WASHINGTON (Reuters) - The United States is cutting its diplomatic presence in Havana by more than a half and will warn U.S. citizens not to visit Cuba because of targeted attacks that have injured at least 21 U.S. personnel, a senior official said on Friday.

“Until the government of Cuba can assure the United States of the safety of U.S. government personnel in Cuba, our embassy will be reduced to emergency personnel so as to minimize the number of U.S. government personnel at risk of exposure,” a senior State Department official told reporters.

“Routine visa operations are suspended indefinitely,” said the official, who like others on a conference call with reporters spoke on condition of anonymity. He said non-essential embassy staff would be withdrawn as well as all family members.

U.S. and congressional officials told Reuters on Thursday Washington was crafting a plan for a drawdown of staff from the Havana embassy in response to unexplained incidents that have harmed the health of some U.S. diplomats there.

The Cuban government has denied any role and is investigating. But it has so far said it has been unable to determine the cause.

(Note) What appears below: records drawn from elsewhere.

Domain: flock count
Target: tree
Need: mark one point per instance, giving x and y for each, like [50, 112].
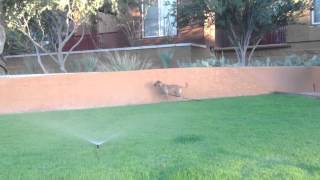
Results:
[245, 21]
[2, 43]
[49, 25]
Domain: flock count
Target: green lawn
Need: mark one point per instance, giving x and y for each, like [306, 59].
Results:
[264, 137]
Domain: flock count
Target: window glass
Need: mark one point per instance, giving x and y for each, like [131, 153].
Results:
[159, 19]
[151, 18]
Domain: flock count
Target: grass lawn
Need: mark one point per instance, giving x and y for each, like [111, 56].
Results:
[263, 137]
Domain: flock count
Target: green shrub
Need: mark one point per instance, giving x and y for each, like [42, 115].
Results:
[125, 62]
[84, 64]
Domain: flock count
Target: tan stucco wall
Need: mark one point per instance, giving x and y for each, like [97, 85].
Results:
[86, 90]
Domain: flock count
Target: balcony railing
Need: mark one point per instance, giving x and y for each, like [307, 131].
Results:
[276, 37]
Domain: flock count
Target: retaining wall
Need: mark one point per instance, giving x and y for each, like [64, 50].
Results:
[86, 90]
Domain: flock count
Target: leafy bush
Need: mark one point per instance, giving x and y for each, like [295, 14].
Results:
[166, 57]
[213, 61]
[125, 62]
[84, 64]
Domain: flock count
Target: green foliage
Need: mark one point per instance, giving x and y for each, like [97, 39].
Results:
[88, 64]
[125, 62]
[213, 61]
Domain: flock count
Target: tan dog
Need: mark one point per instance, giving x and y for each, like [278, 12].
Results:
[170, 90]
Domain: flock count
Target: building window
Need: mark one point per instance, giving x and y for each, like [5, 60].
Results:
[316, 12]
[159, 18]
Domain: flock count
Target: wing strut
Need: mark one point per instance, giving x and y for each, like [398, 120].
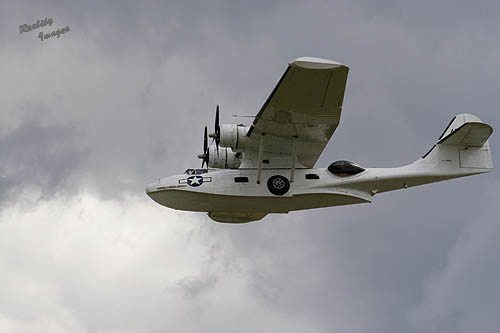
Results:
[261, 152]
[294, 158]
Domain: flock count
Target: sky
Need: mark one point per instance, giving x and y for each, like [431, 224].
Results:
[121, 99]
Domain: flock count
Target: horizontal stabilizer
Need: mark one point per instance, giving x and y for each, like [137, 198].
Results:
[472, 134]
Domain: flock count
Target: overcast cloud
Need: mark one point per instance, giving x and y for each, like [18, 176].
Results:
[87, 119]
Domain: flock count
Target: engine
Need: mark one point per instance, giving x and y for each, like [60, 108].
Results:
[224, 159]
[233, 136]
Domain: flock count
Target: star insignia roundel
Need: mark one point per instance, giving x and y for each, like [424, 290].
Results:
[195, 181]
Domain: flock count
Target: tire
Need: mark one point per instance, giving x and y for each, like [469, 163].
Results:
[278, 185]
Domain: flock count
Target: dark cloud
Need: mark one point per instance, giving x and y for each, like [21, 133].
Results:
[122, 99]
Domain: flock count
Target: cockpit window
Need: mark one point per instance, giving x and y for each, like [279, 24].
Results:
[345, 169]
[189, 172]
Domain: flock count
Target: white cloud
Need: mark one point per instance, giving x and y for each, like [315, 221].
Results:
[84, 264]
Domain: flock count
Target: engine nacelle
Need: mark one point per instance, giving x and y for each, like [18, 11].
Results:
[225, 159]
[233, 136]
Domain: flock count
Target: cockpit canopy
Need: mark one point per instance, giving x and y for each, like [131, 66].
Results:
[345, 168]
[195, 171]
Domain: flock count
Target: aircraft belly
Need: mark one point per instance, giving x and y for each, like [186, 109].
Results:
[210, 202]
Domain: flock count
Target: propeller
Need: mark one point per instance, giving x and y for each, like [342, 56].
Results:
[216, 135]
[204, 156]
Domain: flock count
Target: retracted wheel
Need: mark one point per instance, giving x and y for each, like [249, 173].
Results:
[278, 185]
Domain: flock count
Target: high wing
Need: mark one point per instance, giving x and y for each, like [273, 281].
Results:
[305, 104]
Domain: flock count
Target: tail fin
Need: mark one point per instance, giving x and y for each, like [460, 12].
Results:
[463, 148]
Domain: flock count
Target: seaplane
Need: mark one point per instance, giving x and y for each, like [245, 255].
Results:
[248, 172]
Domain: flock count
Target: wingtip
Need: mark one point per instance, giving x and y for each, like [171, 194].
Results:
[316, 63]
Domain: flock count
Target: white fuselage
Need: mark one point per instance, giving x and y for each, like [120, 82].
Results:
[218, 191]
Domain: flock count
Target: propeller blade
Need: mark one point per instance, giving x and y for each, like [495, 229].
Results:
[205, 149]
[217, 129]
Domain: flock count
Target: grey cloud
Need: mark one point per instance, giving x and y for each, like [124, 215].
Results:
[39, 157]
[145, 79]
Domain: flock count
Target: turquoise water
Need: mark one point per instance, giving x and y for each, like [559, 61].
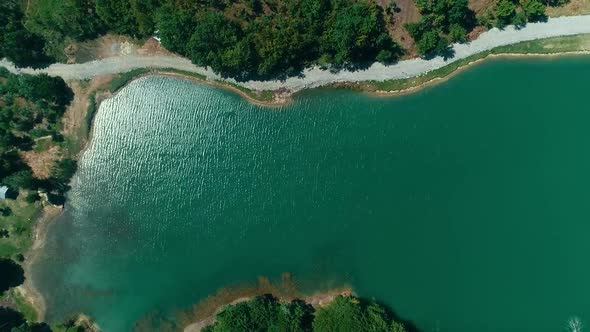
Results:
[465, 207]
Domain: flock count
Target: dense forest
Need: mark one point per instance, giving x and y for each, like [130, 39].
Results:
[266, 313]
[248, 39]
[30, 109]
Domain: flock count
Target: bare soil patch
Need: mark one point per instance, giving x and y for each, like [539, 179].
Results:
[574, 7]
[481, 6]
[74, 119]
[112, 46]
[42, 161]
[407, 13]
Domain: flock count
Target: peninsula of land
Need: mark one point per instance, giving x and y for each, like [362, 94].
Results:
[65, 94]
[318, 77]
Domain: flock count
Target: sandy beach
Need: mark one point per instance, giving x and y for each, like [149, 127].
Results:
[316, 77]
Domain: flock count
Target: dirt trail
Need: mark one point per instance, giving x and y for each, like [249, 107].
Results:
[315, 77]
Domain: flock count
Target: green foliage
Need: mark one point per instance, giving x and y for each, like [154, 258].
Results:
[266, 313]
[29, 105]
[348, 313]
[19, 45]
[505, 12]
[534, 10]
[63, 21]
[355, 34]
[442, 22]
[12, 274]
[175, 28]
[295, 34]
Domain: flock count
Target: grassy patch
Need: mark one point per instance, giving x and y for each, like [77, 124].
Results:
[22, 305]
[43, 144]
[542, 46]
[19, 226]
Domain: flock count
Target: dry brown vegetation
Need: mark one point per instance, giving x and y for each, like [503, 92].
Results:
[575, 7]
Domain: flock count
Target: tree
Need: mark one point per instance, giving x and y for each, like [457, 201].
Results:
[534, 10]
[348, 313]
[175, 27]
[21, 179]
[505, 11]
[5, 211]
[61, 20]
[12, 274]
[457, 33]
[519, 20]
[118, 16]
[17, 44]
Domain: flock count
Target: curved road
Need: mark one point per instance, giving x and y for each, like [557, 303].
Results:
[314, 77]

The senior State Department official said that neither the United States nor Cuban governments had been able to identify who was responsible for the attacks but stressed that “the government of Cuba is responsible for taking all appropriate steps to prevent attacks on our diplomatic personnel in Cuba.”

The partial evacuation, while depicted as a safety measure, may send a message of U.S. displeasure over Cuba’s handling of the matter and deliver another blow to former U.S. President Barack Obama’s policies of engagement with Cold War foe Cuba.

Though Washington has not cast direct blame on Cuban authorities, Secretary of State Rex Tillerson reminded Cuban Foreign Minister Bruno Rodriguez in Washington on Tuesday of Cuba’s obligation to protect diplomats and their families.

The symptoms of the 21 U.S. embassy personnel harmed included “hearing loss, dizziness, tinnitus, balance problems, visual complaints, headache, fatigue, cognitive issues and difficulty sleeping,” the senior State Department official said.

“Because our personnel’s safety is at risk and we are unable to identify the source of the attack, we believe that U.S. citizens may also be at risk and warn them not to travel to Cuba,” the official added.